WOA itself is a new term out of the Gartner acronymizer but it's an important aspect of something I usually call Enterprise Web 2.0, which on the technical side strongly prefers the simplest, most open, Web-scale approaches.  An important point however is that SOA is not necessarily about Web services at all, but is actually much more about service-orientation concepts like loose coupling and abstraction (see Thomas Erl's terrific eight principles of service-orientation for a complete list).  This means you can do a great SOA with CORBA or even classic sockets.  As long as you follow the basic rules of service-orientation.
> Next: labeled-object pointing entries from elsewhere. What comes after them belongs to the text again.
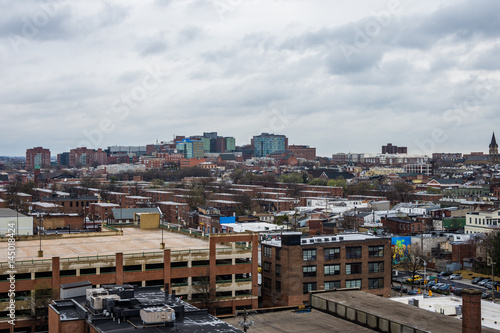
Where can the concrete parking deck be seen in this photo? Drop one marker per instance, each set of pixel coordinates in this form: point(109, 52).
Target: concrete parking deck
point(133, 240)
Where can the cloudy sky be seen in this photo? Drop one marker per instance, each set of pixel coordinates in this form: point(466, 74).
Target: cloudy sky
point(336, 75)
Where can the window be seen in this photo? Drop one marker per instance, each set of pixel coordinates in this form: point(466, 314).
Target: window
point(377, 283)
point(267, 283)
point(309, 255)
point(353, 283)
point(353, 252)
point(376, 251)
point(332, 285)
point(375, 267)
point(332, 253)
point(307, 287)
point(332, 269)
point(309, 271)
point(266, 267)
point(353, 268)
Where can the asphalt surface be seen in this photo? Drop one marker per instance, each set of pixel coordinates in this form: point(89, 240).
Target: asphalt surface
point(463, 283)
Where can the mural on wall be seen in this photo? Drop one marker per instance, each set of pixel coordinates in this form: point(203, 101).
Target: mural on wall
point(400, 248)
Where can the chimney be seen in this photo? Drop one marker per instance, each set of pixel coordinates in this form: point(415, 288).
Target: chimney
point(471, 311)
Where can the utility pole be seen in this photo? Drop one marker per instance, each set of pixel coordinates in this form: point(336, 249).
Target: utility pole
point(492, 281)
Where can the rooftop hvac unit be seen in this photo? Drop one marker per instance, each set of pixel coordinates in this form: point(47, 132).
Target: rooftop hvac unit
point(156, 315)
point(96, 302)
point(96, 292)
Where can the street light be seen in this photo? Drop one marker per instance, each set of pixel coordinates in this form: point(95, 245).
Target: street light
point(425, 266)
point(162, 244)
point(40, 226)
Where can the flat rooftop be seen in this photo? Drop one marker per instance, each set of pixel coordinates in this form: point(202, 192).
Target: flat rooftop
point(490, 312)
point(7, 212)
point(294, 322)
point(133, 240)
point(394, 311)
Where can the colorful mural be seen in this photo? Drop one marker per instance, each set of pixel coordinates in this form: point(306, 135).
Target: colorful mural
point(400, 248)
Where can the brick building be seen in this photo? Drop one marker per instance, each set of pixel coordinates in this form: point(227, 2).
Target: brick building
point(73, 204)
point(85, 157)
point(37, 157)
point(227, 263)
point(293, 265)
point(403, 227)
point(303, 152)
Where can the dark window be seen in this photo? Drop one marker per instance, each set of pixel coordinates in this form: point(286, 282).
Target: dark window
point(309, 255)
point(267, 251)
point(353, 268)
point(332, 285)
point(307, 287)
point(353, 283)
point(332, 253)
point(375, 267)
point(377, 283)
point(266, 267)
point(332, 269)
point(309, 271)
point(353, 252)
point(376, 251)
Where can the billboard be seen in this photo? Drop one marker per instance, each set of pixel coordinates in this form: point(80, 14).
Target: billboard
point(400, 248)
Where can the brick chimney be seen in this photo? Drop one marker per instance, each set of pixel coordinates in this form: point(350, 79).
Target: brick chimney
point(471, 311)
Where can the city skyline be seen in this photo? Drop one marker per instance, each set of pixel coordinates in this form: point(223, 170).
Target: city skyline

And, before anyone gets hot under the collar and writes about how REST doesn't handle enterprise issues like two-phase commit, messaging, asynchronicity, etc, I'll also go on record to state that WOA is definitely not the hammer for every job.  Certain applications, particularly in the high-end of the enterprise, just flat-out require the more sophisticated portions of the SOA stack (and don't forget, WOA is a subset of SOA and is not disjoint, as long as you follow the principles of SO).  For the vast majority of uses, I'll argue that WOA is the most interoperable, easiest to implement, and most highly scalable technique for building great, open Web services that anyone can use.

Forget the acronym for the moment, what would you prefer to use a Web services with?